A strike on the London Underground caused major disruption on Monday as almost all stations in the city centre shut and services were cancelled in a dispute over jobs and ticket office closures.
Millions of passengers were forced to take overcrowded buses or overland trains, or work from home, after the 24-hour walk-out by the RMT union.
All 11 lines were affected in the action, which began on Sunday evening, with four completely closed and many others running a severely reduced service limited to the suburbs.
In a message on Twitter, Mayor Sadiq Khan said the strike was "totally unnecessary" and was "causing misery to millions of Londoners". He urged both sides to resume negotiations.
But the RMT say they are protesting against a "crisis" in the service after more than 830 job cuts meant there were not enough staff to run stations safely.
The strike is the latest in a series of walkouts since 2014 over the dispute, as ticket offices across the network have been closed.

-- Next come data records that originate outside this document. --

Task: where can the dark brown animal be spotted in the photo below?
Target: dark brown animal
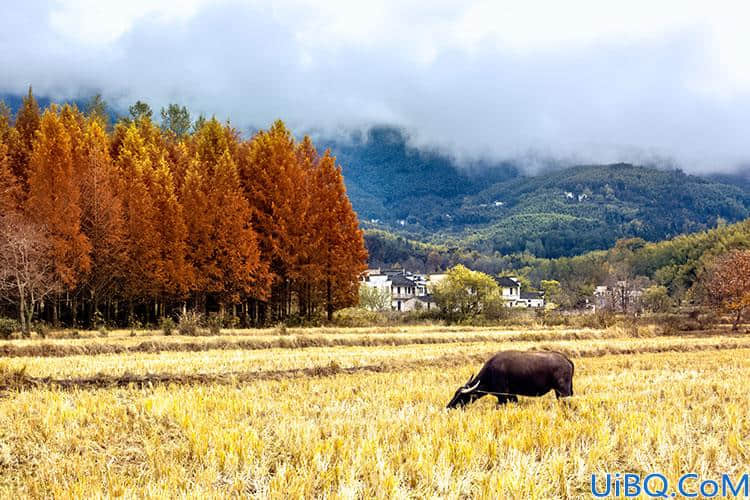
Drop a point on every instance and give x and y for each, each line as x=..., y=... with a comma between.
x=509, y=374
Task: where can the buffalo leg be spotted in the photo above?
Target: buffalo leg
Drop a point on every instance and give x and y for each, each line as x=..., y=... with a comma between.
x=503, y=399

"The strike action is being solidly supported on every line, at every station and on picket lines right across the Tube network," said RMT general secretary Mick Cash.
"This action has been forced on us by savage cuts to jobs that have reduced London Underground to an under-staffed death trap at a time of heightened security and safety alert."
Steve Griffiths, chief operating officer for London Underground, said the company had agreed that more staff were needed in stations and had started recruiting 200 more.
"There is no need to strike. We had always intended to review staffing levels and have had constructive discussions with the unions," he said.
"Taking into account existing vacancies and natural turnover this means that over 600 staff will be recruited for stations this year."
London Underground is the world's oldest subway network, having opened in 1863, and carries 1.34 billion passengers a year.